Moreover, Doha risks being increasingly shut out of current intra-Palestinian reconciliation talks where it has sought to mediate between Hamas and Fatah, and the Israeli/Palestinian peace process where it recently spearheaded a new Arab League peace plan – two areas which it views as a useful means for boosting its international credentials. President Morsi’s removal and the resurgence of Egypt’s deep-state will also have an immediate impact on Qatar’s main Palestinian ally, Hamas, which will now finds itself on the back foot.
While it is of course debatable how much Egypt’s foreign policy towards the Palestinians changed in practical terms under Morsi, the latter was nevertheless able to induce a number of profoundly symbolic changes favourable to Hamas, most notably ending the Islamist group’s diplomatic isolation within the Arab world and opening the way for Qatari investment and reconstruction funds within the strip. The result was an empowered and emboldened movement in Gaza, and an increasingly marginalised and cash-strapped Palestinian Authority under Fatah in the West Bank.
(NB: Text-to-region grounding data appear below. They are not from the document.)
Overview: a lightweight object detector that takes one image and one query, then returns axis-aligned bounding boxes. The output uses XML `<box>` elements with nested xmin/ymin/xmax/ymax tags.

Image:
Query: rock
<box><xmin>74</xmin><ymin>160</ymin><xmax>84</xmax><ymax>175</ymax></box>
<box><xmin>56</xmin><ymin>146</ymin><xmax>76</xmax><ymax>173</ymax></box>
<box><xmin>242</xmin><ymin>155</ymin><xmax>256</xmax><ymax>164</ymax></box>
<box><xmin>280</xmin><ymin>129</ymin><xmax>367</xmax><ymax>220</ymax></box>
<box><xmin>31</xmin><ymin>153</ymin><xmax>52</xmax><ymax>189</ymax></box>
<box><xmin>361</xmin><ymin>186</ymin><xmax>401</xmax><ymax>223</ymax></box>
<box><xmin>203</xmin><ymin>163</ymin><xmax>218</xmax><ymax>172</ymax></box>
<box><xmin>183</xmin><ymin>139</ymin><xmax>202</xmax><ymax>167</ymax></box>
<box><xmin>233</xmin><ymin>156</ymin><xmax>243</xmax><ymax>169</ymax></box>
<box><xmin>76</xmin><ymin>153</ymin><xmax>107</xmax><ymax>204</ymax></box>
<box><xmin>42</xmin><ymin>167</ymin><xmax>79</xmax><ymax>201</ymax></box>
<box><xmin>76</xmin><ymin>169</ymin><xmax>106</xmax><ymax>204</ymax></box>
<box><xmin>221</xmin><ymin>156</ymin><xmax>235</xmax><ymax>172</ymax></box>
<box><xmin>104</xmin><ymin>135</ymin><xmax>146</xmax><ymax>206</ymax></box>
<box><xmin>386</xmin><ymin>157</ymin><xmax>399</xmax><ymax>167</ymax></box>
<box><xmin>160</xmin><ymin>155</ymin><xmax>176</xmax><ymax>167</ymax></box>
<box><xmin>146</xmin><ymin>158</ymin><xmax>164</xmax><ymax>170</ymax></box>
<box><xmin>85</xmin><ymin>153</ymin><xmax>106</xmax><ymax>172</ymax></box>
However, having now regained the reigns of decision making, the Egyptian army and Interim President Mansour are steadily reverting to a Mubarak era policy which treated Hamas with great animosity, already apparent through a renewed Egyptian crackdown on smuggling tunnels between Egypt and Gaza.
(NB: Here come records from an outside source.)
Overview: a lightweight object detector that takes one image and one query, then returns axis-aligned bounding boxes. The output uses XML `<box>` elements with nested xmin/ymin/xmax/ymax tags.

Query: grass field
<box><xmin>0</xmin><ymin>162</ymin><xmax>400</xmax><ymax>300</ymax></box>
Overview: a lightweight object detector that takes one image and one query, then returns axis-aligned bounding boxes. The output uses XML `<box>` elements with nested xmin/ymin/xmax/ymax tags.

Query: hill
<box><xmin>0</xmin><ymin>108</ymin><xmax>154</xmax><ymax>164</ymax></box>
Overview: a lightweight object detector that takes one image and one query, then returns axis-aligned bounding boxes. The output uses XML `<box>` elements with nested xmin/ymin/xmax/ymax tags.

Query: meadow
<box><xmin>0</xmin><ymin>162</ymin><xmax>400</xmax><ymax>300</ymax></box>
Current events could however provide Sheikh Tamim with a golden opportunity to discard, or at least significantly moderate, the maximalist foreign policy recently advocated by his father in favour of a return to Qatar’s old brand of realpolitik by forging ties with a wide array of regional actors. In doing so, Qatar’s new ruler will have to prove not only that his nation’s political clout is more than a fleeting phenomenon on the Middle East’s political map but also that it possess a resilient foreign policy able to extend beyond the narrow ideological confines that have plagued other regional powers.
In fact, Sheikh Tamim may have already taken his first steps in the direction of greater pragmatism and away from a more gun-hoe approach to regional policy, issuing an ambiguous statement in the wake of the Egyptian coup seemingly welcoming the appointment of a new government, and allowing Saudi Arabia to take the lead on Syria.